I have two questions:

  1. Could you please think about the reason for this difference?
  2. What is the best practice for loading huge orderbook dataset?

My email is spacegoing@gmail.com. I am more than happy to have a quick chat with you to help u replay this issue.

Many thanks!

nkaz001 commented 1 year ago

Can you please inform me about the specific indexes used to divide the data so I try replicating the issue? Also, minor differences may happen if data is split and feed latency model is used due to the feed latency model's limitations; it cannot search the subsequent or preceding data chunks while attempting to find available feed latency.

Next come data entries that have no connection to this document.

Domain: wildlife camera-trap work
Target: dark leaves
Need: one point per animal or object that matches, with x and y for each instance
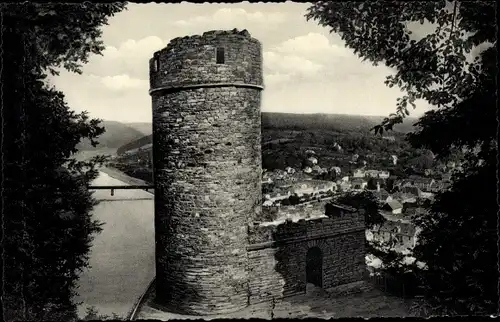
(47, 220)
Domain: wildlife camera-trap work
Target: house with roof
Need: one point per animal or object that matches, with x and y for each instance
(358, 173)
(384, 174)
(394, 206)
(422, 183)
(412, 190)
(312, 160)
(372, 173)
(403, 197)
(400, 183)
(446, 176)
(345, 186)
(382, 195)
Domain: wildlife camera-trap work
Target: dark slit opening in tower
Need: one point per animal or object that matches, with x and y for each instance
(220, 55)
(314, 267)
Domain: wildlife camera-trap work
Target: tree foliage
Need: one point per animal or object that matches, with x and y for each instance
(457, 242)
(47, 226)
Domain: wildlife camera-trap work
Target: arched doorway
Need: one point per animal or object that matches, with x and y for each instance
(314, 267)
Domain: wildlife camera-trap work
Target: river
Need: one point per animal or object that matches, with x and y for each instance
(122, 255)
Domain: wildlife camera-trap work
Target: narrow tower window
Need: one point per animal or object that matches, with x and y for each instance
(220, 55)
(156, 66)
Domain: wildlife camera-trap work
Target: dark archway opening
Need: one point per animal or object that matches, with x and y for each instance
(314, 267)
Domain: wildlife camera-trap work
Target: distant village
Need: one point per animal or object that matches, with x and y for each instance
(298, 193)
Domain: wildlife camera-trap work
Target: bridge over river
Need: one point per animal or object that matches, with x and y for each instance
(122, 255)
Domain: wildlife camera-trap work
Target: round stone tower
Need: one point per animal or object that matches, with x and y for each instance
(206, 94)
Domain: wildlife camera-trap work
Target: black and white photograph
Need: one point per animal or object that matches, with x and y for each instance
(202, 160)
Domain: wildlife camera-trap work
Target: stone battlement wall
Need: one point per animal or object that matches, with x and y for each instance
(337, 221)
(191, 61)
(278, 255)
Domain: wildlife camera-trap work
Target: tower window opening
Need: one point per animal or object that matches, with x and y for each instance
(220, 55)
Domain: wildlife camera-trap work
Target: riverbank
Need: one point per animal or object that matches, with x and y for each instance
(122, 255)
(118, 175)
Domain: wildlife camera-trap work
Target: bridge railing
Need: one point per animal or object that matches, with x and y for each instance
(127, 187)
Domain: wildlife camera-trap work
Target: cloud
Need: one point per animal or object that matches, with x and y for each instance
(290, 64)
(312, 45)
(232, 17)
(123, 82)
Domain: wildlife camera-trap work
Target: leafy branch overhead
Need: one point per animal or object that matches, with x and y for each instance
(454, 68)
(47, 222)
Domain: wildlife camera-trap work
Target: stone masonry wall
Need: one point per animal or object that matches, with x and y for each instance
(207, 171)
(277, 255)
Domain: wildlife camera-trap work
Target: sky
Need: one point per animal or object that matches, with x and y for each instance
(306, 69)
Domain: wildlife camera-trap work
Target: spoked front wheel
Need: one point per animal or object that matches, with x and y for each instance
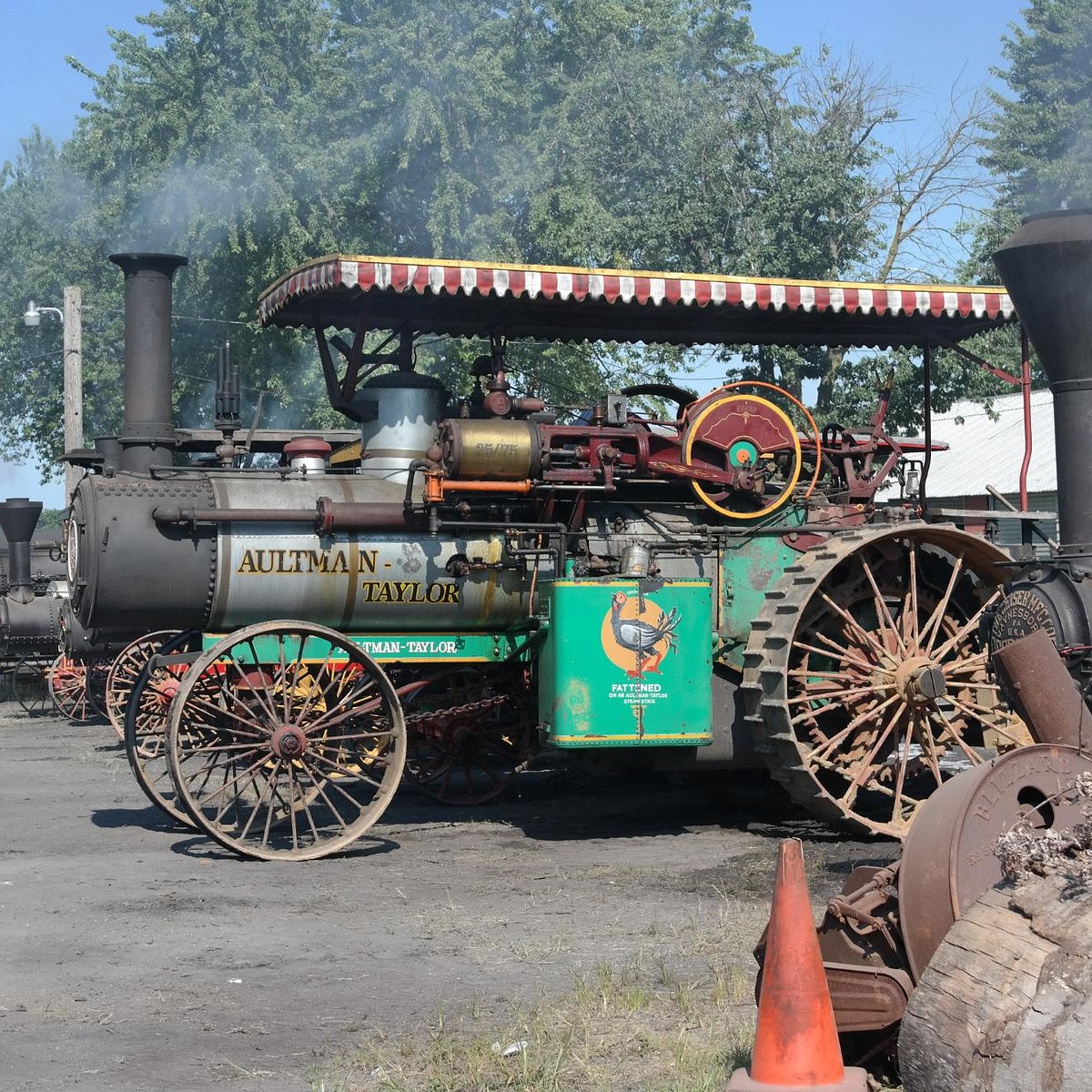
(77, 686)
(147, 713)
(126, 671)
(287, 742)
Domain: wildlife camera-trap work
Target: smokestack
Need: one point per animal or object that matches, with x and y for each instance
(148, 426)
(1046, 267)
(19, 517)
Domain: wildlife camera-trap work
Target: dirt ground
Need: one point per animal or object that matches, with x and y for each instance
(137, 956)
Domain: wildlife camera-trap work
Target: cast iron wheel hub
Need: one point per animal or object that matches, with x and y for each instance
(921, 682)
(288, 742)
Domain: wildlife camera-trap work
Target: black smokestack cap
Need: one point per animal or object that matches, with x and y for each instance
(19, 517)
(1046, 267)
(147, 421)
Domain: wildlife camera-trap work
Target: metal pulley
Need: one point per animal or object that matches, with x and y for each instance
(948, 857)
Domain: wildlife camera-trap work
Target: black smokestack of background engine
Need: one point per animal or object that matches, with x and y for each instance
(19, 517)
(147, 436)
(1046, 267)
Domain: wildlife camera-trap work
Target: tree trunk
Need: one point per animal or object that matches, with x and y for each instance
(1006, 1003)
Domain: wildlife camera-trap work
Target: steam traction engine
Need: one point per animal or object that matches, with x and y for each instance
(709, 585)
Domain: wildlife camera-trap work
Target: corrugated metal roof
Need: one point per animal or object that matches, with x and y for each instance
(987, 449)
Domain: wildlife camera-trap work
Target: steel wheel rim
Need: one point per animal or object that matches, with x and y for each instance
(75, 685)
(292, 753)
(887, 683)
(126, 672)
(147, 713)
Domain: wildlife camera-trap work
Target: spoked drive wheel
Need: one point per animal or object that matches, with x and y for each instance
(126, 671)
(77, 686)
(287, 742)
(147, 713)
(866, 674)
(468, 734)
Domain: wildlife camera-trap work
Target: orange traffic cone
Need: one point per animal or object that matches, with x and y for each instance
(796, 1040)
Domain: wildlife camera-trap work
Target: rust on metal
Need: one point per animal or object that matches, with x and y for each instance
(1043, 691)
(948, 856)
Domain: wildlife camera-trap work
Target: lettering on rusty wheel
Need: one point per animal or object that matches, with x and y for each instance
(468, 734)
(867, 676)
(126, 671)
(147, 713)
(285, 742)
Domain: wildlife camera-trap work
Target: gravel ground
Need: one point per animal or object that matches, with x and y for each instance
(140, 956)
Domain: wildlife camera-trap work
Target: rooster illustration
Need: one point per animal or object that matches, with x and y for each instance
(642, 638)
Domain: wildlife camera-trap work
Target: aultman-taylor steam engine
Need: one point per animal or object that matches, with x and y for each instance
(713, 584)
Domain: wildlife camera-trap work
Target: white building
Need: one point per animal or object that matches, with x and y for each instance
(986, 447)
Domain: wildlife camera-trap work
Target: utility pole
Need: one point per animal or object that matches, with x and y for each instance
(74, 382)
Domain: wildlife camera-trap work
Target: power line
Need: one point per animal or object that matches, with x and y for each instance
(39, 356)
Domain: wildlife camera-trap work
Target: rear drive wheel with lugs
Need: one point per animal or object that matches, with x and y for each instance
(866, 675)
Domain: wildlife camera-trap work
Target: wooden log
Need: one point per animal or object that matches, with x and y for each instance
(1006, 1003)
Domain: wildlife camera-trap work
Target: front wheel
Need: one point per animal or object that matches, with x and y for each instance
(287, 742)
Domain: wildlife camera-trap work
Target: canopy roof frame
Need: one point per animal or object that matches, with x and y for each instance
(414, 296)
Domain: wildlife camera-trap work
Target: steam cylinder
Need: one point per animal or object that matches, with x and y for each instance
(401, 410)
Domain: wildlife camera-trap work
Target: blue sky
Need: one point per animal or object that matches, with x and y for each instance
(929, 47)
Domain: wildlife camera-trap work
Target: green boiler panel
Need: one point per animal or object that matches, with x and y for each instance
(627, 663)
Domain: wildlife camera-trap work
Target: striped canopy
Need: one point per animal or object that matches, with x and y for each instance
(560, 304)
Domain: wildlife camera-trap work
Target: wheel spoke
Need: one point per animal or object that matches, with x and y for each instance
(883, 614)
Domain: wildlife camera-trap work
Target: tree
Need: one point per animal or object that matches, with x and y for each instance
(254, 135)
(1041, 140)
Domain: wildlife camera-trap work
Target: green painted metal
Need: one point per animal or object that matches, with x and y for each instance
(749, 568)
(398, 648)
(594, 692)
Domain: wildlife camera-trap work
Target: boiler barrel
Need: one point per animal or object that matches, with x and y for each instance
(134, 574)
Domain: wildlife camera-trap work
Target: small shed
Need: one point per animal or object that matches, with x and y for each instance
(986, 448)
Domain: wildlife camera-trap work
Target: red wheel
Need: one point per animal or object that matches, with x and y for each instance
(77, 687)
(126, 671)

But, I'm not sure if this is the case.

Regarding handling large datasets, having ample memory is the most effective approach. Like you, I utilize chunking and have implemented lazy loading. However, it would be better if you have sufficient memory to load, at least, the entire day's data in one go.

spacegoing commented 1 year ago

Hi nkaz, many thanks for your reply!

I have uploaded my scripts and data here: https://github.com/spacegoing/hbt/tree/master/examples

btcusdt_20230404_eod.npz and btcusdt_20230405.npz are generated from documentation scripts.

I then use save_chunks_npz.py to save btcusdt_20230405.npz as 2MB large chunked files in the folder test_chunks. I double checked that chunked files are identical to original file.

I then use learn_pmm.py to test both single file and chunked file cases. And there are some test code under main.

Please let me know if there is anything else I can provide. Many thanks!

spacegoing commented 1 year ago

I tried with ConstantLatency and RiskAverseQueueModel, everything works as expected. Many thanks nkaz!